Is it possible to explode a grenade with a shot?
It is known that the character in Quentin Tarantino's film is simpler than an ordinary person, and is a leather bag filled with blood under slight pressure. In a similar way, action movie directors simplify the internal structure of any ammunition: in their version, a hand grenade or mine is simply an explosive in a thin metal casing.
Therefore, a shot at a grenade or mine leads to a spectacular explosion in which all the main villains are burned. This happened, for example, in the seventh film of the endless Fast and the Furious saga, when Vin Diesel put a bag of hand grenades into a helicopter with bad guys, and then shot into this bag. Everything disappeared in a hot orange cloud. Don’t keep grenades at home, as the director tells us: one stray bullet, and the house will be left untouched.
In fact, a modern grenade is a little more complicated: it has a whole chain of devices, the main task of which is to make sure that everything explodes when needed, and if it is hand-held ammunition, then it will definitely have a mechanism that ensures a delayed detonation.
You pull the pin and release the staple. The pre-cocked spring is triggered and breaks the fragile primer - but this is not yet the explosion of a grenade. When ignited, the contents of the capsule only ignite the ignition tube, which smolders for several seconds.

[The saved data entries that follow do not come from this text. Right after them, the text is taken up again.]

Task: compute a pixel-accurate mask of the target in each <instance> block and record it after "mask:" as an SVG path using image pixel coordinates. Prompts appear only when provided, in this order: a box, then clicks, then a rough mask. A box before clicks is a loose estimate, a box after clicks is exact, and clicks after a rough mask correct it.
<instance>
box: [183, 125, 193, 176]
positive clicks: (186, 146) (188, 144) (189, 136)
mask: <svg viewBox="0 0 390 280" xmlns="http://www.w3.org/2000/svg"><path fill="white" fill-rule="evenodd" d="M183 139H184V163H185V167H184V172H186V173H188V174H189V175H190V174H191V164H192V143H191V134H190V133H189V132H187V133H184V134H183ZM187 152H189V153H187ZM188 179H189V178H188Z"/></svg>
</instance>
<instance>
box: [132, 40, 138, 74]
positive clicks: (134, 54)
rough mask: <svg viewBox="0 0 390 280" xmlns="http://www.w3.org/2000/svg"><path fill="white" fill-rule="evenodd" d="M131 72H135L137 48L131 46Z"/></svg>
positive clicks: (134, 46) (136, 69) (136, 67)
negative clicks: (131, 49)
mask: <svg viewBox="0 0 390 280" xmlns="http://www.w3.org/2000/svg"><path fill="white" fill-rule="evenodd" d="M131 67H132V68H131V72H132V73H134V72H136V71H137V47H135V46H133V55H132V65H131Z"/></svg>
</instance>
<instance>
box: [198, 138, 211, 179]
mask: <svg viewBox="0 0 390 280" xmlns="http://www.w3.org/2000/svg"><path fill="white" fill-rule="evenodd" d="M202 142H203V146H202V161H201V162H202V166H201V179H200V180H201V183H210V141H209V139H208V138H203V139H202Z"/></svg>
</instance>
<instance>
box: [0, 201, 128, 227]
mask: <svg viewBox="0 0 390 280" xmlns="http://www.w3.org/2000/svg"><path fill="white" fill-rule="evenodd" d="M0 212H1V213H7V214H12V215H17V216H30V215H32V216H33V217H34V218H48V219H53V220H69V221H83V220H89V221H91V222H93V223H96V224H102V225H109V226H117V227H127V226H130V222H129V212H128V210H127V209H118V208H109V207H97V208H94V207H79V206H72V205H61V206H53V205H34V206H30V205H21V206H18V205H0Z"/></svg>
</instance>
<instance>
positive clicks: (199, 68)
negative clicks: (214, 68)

Finally, the spark reaches the detonator (a small container of detonating liquid), which explodes when heated. This (small) explosion is followed by a big one - this is the detonation of composition B. This is what everything was started for.
It would seem like a great idea to bypass all these preparations and simply shoot the grenade, transferring the kinetic energy of the bullet directly to composition B. The only problem is that composition B (a mixture of hexogen and trinitrotoluene) is specially designed to resist detonation from a slight shock, heating... even from a shot from a hand-held small weapon. This is a useful property for a liquid that is used as an initiating charge in an atomic bomb - namely, composition B was used in the first American bombs, in particular the Fat Man that fell on Nagasaki. Trinitrotoluene is especially resistant: it was made so that it would not explode in vain from shots from small-caliber weapons. In fact, such a shot is more likely to render the grenade unusable than to cause it to explode. It's hard to believe, but here's the video to prove it:
Therefore, law enforcement officers can shoot at armed terrorists - provided, of course, that the latter are armed not with homemade bombs and pure TNT, but with factory-standardized ammunition.
Everything described above does not mean, of course, that shooting at mines and grenades is safe entertainment. There is always a chance that a shot will break the primer or hit the detonator directly. Moreover, based on all of the above, you should not experiment with sawing or welding projectiles. We just wanted to say that being Vin Diesel's character in real life is not so easy.